Pablo sentía en su corazón la fuerza de la paz. Poco a poco descubría los hermosos frutos que esa paz le iba produciendo. Era el camino para ver todo con una claridad impensable. Era el medio para sentir que la vida era un regalo para vivirla cada día. Era la situación donde nada se distorsionaba y se veía en su auténtica perspectiva.
La paz era la gema de gran precio. El tesoro ansiado por la gran sabiduría. El anhelo de todas las almas inquietas del vivir. El estado donde todo se solidificaba en una sensación de bienestar, de buen juicio, de una vista acertada y de una situación equilibrada.

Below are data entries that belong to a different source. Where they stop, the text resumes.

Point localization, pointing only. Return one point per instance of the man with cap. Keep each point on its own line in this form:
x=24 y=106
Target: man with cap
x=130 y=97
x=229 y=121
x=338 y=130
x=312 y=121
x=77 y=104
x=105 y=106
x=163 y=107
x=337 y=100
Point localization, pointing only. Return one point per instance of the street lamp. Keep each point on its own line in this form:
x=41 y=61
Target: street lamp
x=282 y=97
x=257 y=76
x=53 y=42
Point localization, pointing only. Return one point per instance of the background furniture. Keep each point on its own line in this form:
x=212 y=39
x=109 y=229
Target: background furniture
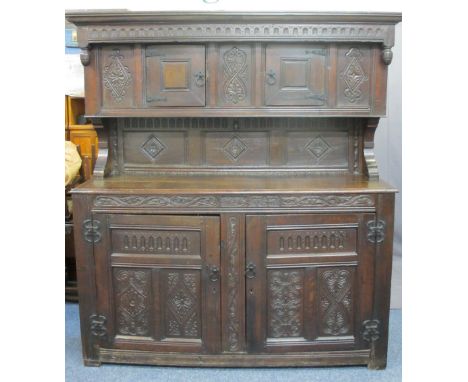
x=233 y=219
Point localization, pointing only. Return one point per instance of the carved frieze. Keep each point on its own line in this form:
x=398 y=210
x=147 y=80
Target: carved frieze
x=225 y=201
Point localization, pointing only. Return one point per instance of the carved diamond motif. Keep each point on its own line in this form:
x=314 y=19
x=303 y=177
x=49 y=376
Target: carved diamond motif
x=318 y=147
x=234 y=148
x=353 y=75
x=152 y=147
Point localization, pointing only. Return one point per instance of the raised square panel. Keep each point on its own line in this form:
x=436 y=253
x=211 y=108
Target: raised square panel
x=175 y=75
x=328 y=149
x=294 y=74
x=146 y=149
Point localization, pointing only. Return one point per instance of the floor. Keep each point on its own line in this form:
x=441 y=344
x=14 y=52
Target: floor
x=76 y=372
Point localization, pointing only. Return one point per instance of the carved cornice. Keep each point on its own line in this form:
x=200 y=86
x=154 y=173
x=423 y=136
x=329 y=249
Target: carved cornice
x=322 y=32
x=231 y=201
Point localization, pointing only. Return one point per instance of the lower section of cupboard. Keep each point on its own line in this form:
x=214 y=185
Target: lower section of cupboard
x=331 y=358
x=235 y=289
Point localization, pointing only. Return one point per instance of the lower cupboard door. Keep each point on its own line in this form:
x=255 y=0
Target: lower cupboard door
x=158 y=282
x=309 y=281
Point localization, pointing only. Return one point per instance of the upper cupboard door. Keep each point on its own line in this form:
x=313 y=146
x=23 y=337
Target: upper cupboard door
x=175 y=75
x=296 y=75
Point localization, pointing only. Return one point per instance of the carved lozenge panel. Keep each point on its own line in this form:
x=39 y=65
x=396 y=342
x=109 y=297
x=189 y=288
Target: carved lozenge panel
x=235 y=75
x=132 y=296
x=156 y=242
x=354 y=76
x=285 y=303
x=312 y=241
x=182 y=304
x=117 y=73
x=335 y=293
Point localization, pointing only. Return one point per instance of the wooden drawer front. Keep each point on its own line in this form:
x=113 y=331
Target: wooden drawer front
x=296 y=75
x=309 y=281
x=175 y=75
x=159 y=289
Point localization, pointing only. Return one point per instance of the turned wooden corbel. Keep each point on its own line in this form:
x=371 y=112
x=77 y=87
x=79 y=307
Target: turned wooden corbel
x=372 y=169
x=387 y=54
x=85 y=56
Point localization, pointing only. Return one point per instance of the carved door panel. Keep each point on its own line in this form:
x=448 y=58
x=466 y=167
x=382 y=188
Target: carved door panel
x=175 y=75
x=308 y=281
x=296 y=75
x=158 y=282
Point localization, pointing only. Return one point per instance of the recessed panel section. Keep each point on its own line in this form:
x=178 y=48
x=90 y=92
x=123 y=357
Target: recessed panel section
x=326 y=149
x=154 y=148
x=175 y=75
x=236 y=149
x=312 y=241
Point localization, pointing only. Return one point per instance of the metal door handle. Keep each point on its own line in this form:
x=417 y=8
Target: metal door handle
x=199 y=79
x=271 y=77
x=214 y=273
x=250 y=270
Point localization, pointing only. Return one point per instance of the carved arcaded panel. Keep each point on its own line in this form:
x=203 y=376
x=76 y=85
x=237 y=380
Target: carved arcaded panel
x=312 y=241
x=182 y=307
x=132 y=290
x=227 y=201
x=285 y=303
x=157 y=242
x=336 y=301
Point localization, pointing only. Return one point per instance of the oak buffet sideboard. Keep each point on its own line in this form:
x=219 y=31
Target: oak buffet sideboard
x=235 y=216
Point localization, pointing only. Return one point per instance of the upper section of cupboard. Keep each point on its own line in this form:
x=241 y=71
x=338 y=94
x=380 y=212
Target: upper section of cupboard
x=229 y=64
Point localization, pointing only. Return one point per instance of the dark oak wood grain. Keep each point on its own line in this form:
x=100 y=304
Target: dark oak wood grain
x=235 y=216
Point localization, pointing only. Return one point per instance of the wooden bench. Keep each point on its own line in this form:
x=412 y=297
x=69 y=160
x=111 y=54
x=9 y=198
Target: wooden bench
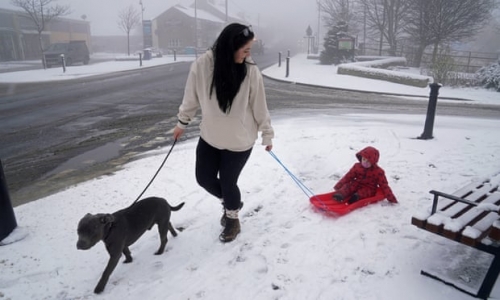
x=470 y=217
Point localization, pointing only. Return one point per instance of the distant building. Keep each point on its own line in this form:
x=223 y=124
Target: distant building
x=175 y=28
x=19 y=35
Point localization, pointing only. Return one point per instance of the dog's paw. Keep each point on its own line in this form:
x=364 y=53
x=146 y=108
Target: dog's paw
x=98 y=289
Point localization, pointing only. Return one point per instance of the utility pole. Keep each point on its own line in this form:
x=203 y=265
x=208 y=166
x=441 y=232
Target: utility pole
x=142 y=23
x=317 y=31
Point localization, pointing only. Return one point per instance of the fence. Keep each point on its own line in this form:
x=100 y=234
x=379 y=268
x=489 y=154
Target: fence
x=463 y=61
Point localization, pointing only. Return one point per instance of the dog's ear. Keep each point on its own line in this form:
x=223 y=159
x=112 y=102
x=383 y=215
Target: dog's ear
x=107 y=218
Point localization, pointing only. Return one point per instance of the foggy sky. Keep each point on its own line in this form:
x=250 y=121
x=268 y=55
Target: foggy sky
x=291 y=17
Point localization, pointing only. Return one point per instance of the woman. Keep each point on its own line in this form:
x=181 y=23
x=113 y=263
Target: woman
x=228 y=87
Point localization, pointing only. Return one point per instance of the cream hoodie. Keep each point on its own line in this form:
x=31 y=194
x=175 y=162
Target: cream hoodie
x=236 y=130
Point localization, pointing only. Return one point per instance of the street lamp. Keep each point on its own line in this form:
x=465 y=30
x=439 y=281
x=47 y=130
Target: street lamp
x=142 y=23
x=317 y=31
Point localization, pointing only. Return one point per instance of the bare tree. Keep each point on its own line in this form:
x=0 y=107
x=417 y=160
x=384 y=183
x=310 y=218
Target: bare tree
x=388 y=18
x=128 y=19
x=444 y=21
x=335 y=11
x=41 y=12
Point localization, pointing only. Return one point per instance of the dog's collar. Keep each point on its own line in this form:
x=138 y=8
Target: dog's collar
x=108 y=228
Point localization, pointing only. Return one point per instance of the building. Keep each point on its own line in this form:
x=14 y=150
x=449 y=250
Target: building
x=175 y=28
x=19 y=35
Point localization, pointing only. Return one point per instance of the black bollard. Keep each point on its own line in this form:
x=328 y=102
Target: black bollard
x=287 y=66
x=7 y=218
x=63 y=63
x=431 y=112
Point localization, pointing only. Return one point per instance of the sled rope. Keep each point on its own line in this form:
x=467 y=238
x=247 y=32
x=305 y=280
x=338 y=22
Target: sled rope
x=301 y=185
x=158 y=171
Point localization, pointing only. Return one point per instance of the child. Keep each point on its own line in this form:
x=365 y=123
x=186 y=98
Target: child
x=363 y=179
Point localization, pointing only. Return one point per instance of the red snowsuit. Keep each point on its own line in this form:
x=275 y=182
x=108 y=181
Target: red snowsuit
x=365 y=181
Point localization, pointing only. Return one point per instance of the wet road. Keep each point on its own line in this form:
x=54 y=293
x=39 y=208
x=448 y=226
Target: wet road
x=54 y=135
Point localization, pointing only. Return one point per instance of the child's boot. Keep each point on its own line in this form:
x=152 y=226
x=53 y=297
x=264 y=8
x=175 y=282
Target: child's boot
x=353 y=198
x=338 y=197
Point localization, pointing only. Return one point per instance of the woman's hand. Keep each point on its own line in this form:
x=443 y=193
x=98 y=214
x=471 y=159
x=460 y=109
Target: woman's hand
x=178 y=132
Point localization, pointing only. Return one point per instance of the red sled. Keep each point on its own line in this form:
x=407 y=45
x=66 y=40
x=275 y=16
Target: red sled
x=326 y=203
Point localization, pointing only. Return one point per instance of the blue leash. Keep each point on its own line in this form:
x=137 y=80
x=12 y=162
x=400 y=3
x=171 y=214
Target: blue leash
x=297 y=181
x=301 y=185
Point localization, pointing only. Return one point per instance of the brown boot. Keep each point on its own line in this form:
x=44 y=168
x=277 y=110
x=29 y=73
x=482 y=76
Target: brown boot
x=232 y=228
x=223 y=218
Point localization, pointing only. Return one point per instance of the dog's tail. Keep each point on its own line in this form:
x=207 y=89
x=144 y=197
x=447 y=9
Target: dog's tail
x=175 y=208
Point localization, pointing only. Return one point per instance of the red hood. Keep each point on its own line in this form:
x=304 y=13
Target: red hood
x=370 y=153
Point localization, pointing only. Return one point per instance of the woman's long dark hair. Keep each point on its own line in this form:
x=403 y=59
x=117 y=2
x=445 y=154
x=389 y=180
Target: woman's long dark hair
x=228 y=75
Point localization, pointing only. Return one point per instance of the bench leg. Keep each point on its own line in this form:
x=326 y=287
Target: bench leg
x=490 y=279
x=488 y=282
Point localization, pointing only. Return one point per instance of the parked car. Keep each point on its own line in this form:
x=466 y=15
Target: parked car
x=74 y=52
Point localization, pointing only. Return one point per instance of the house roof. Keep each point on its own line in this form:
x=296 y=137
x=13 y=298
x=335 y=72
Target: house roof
x=200 y=14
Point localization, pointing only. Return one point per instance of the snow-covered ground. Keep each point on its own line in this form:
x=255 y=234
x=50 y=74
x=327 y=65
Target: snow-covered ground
x=286 y=250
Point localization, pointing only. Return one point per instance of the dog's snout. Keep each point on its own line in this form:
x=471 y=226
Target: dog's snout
x=80 y=245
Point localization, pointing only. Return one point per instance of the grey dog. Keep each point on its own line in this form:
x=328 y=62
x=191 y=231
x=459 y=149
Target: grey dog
x=122 y=228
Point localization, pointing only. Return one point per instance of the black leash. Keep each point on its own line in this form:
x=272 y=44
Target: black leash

La paz interna se asociaba a ese cielo dibujado por muchas mentes serenas.
Pablo reflexionaba, pensaba, discurría. Si había lucha en la mente era porque había una creencia que apoyaba la guerra y la inestabilidad. Nada podía existir sin tener un fuerte apoyo por parte nuestra. Si la guerra no tuviera sentido, no existiría. Pero, parecía que había algo que ganar. Y, por eso, la guerra se sostenía y vivía.
“El recuerdo del Padre Celestial aflora en la mente serena. No puede venir allí donde hay conflicto, pues una mente en lucha consigo misma no puede recordar la serenidad eterna. Los medios de la guerra no son los medios de la paz, y lo que recuerda el belicoso no es amor”.
“Si no se atribuyese valor a la creencia en la victoria, la guerra sería imposible. Si estás en conflicto, eso quiere decir que crees que el ego tiene el poder de salir triunfante. ¿Por qué otra razón sino te ibas a identificar con él?”
“Seguramente te has percatado de que el ego está en lucha con el Padre Celestial. Que el ego no tiene enemigo alguno, es cierto. Mas es igualmente cierto que cree firmemente tener un enemigo al que necesita vencer, y que lo logrará”.
Pablo empezaba a considerar esos momentos donde perdía la paz. Parecía que tenía que luchar contra alguien. Pero, ahora, se daba cuenta de que no había nadie a quien vencer. Y esa nueva visión le derribaba todos los muros del pensamiento que sostenían su enfado, su lucha y su enfrentamiento. Se repetía a sí mismo: “no hay lucha porque no hay nadie a quien vencer”.
Así Pablo iba quitando esas creencias que mantenían la lucha y el enemigo. Sin lucha y sin enemigo, la paz florecía. Pablo se gozaba de esa realidad que embargaba su alma, rodeaba su corazón, compartía con todos los que se cruzaban en su camino. La paz campaba en su cuerpo y en todo su alrededor. ¡Hermosa paz del Padre Celestial!